İlk zamanlarda câmiler öğretim için de kullanılıyordu. Câmide üstâd oturur, öğrenciler onun çevresinde halka meydana getirirlerdi. Hangi hoca daha bilgili ise, daha iyi anlatıyorsa, onun halkası daha geniş olurdu. Daha sonra, Selçuklu veziri Nizâmül Mülk, Bâtınî propagandaya karşı sünnî İslâmı savunacak âlimler yetiştirmek üzere Nizâmiye medreselerini kurdu. Ağırlık öğretime verildi, medreseler her tarafa yayıldı, çeşitli kademelerde öğretime devâm etti.

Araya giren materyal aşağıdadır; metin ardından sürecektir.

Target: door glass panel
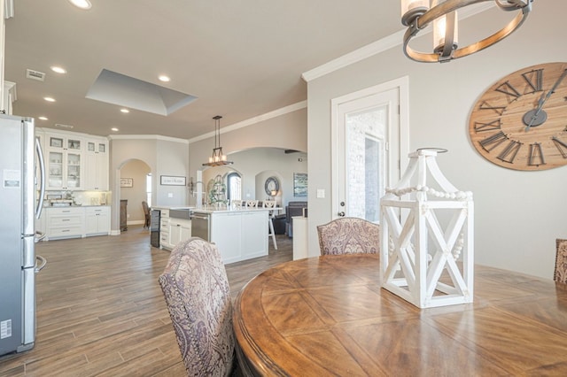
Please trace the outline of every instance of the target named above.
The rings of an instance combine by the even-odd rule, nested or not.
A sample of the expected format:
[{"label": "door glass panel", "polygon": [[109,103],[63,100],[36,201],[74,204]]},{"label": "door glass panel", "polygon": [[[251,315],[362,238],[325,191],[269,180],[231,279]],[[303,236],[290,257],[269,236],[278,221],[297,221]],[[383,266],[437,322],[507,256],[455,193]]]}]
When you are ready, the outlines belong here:
[{"label": "door glass panel", "polygon": [[346,115],[347,216],[379,220],[387,106]]}]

Bir yandan da, Hazreti Muhammed A.S.ın yaşayışını her yönüyle örnek alan, İslâmı, günlük hayâtının bütününe hâkim kılan zühd erbâbı kimseler bir araya geldiler, muhabbetin birbirine bağladığı böyle kimselere, yün (sûf) elbise giydikleri için sûfî denildi, sûfîliğin, tasavvufun müesseseleşmiş şekli olarak tarikatlar teşekkül etti, tekkeler yayıldı.
Ülkemizde, sâdece dînî konularda değil, tıp, matematik, astronomi … gibi birçok konularda öğretim yapan medreseler, öğretime devâm etti, Tanzîmât’tan sonra Avrupa usûlü öğretim yapan mektebler kuruldu, Cumhûriyetle de okullar açıldı, mekteblerin yanında, din öğretimi yapan medreseler Osmanlı Devletinin sonuna kadar devâm etti.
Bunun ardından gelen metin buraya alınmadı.